爆発する夜
ステージを照らすライトがせわしなく動く。
端から端までを走り回り、奏が叫ぶ。
ギターの音が奏の声を追いかけるように、鋭く響く。
たたみかけるようなドラムの音が会場を包み込み、ベースの音が曲を押し出す。
ステージを移動しながら、凪は奏と目が合った。
普段とは違う奏の目。
煽るような、激しさを含んだ目つき。
自分の心臓が跳ねるのを感じながら、凪は目を細めて奏を見返す。
ギターの音が歪みを含んで熱く跳ね上がるのを感じた。
そこが会場のモニターに抜かれ、悲鳴が響き渡る。
奏は視線を客席に落とし、指差す。
更に爆発する歓声。
凪は手元に視線を落とす。
……奏、今日も調子いいな。
一瞬、溜めてから凪は意図的に奏の声からギターをずらした。
朔が気づき、陽が気づき、そして奏が気づく。
口元だけでにやっと笑った奏は逃さないように合わせに行く。
いや、むしろその先を行く。
朔のベースが抑えに来る。
奏の声が更に高く、会場を支配する。
凪のギターが追随する。
抑えきれなくなったのか、陽のドラムも激しくなる。
奏は悪戯っぽく笑い、朔を見る。
左手を朔に向けて、来いとでも言うように、指差す。
その表情を見た朔は、制御することを諦めた。
ベースの音が変わり、奏を追うように速くなる。
そこからはもう、爆発だった。
会場中が轟音に包まれ、これ以上ないくらいの熱がステージを支配した。
歓声が音を呑み込むほどに膨れ上がる。
ライブ後。
朔が険しい顔で凪に近づいてくる。
「凪」
まだ熱の引かない顔で凪は朔を見上げた。
「朔?どうかした?」
ふぅっと息を吐いてから、朔は鋭い目を向けた。
「お前、わざとだろ?」
「?」
凪は首を傾げる。
「音、あげただろ?」
にこっと凪は笑った。
「奏、調子良さそうだったから」
はあっと再び息を吐いて、朔は頭を抱える。
「ああなったら、奏も陽も暴走するのわかってんだろ?」
「でも、面白くなったでしょ?」
悪気なく微笑む凪。
「そういうことじゃない」
ピシャッと朔は言う。
そこへ、奏が割り込んでくる。
「でも、お前だってああいうの、嫌いじゃねぇだろ?」
朔は一瞬言葉を詰まらせた。
まんざらでもないのは、事実だったからだ。
そこへ陽がひょこっと顔を出す。
「ホントは朔も好きだろ?ああいう爆発した感じ」
何かを言い返そうとして、朔はやめる。
陽はばんばんと豪快に朔の背中を叩いた。
「素直に楽しかったって言えよっ!」
はぁっと息を吐いて朔は顔をあげる。
「楽しかったのは、認める」
そして、諦めたように答えた。
凪はくすっと笑う。
奏は口元だけでにやっと笑っている。
「だが」
順番に三人に視線を向ける。
「毎回許されるとは思うなよ」
釘を刺すように。
「特に奏。

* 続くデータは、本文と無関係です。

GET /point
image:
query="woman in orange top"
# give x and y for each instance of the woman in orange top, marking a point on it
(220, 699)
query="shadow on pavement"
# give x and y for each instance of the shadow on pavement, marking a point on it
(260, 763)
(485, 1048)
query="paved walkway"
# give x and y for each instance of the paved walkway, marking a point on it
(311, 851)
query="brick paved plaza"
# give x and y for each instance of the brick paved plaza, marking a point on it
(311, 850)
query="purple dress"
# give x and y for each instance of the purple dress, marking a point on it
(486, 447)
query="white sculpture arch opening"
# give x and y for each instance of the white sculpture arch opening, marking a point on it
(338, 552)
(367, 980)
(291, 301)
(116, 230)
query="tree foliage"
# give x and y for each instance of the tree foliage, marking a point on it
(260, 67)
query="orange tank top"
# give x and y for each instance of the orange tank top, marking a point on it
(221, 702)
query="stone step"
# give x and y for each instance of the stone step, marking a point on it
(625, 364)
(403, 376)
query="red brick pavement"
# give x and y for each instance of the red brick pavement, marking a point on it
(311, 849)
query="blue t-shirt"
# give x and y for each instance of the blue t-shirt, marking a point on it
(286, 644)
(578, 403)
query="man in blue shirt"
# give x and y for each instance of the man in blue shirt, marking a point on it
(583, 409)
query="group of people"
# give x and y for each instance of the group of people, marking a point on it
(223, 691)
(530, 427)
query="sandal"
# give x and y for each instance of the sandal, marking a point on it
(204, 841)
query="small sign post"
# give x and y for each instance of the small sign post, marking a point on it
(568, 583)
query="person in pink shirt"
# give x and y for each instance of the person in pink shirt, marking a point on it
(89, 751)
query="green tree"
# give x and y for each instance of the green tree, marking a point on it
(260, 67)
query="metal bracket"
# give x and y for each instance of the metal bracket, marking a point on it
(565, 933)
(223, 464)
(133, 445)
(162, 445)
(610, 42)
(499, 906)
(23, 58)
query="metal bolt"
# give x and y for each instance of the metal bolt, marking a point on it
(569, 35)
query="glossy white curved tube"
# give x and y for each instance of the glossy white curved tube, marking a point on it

お前は暴れすぎだ」
奏は腕を組んでふっと笑っていた。
「そして凪。お前は奏を煽るな」
凪はにこっと笑った。
「あとは陽。お前は自分から巻き込まれにいくな」
陽が少し気まずそうに笑った。
「でもさ、盛り上がったし、良かったんじゃん?」
肩をすくめて陽は開き直ったように言った。
朔は大きく息を吐く。
「調子にのるな」
「悪くなかっただろ?」
奏は口元をにやっとさせて朔を見る。
「だから、調子にのるな」
「会場凄かったね」
凪もしれっと言う。
細めた目だけを凪に向けて、朔は頭を抱えた。
遠くから、歓声がまだ聞こえてくる。
「まだ盛り上がってんな」
陽が振り返り、呟く。
「お客さんも楽しかったって」
凪はまた笑顔になる。
「これが結果じゃねぇの?」
壁にもたれながら、奏はドヤ顔で朔を見た。
「まぁ、そうだな」
朔は胃を抑えながらも、少しだけ満足していた。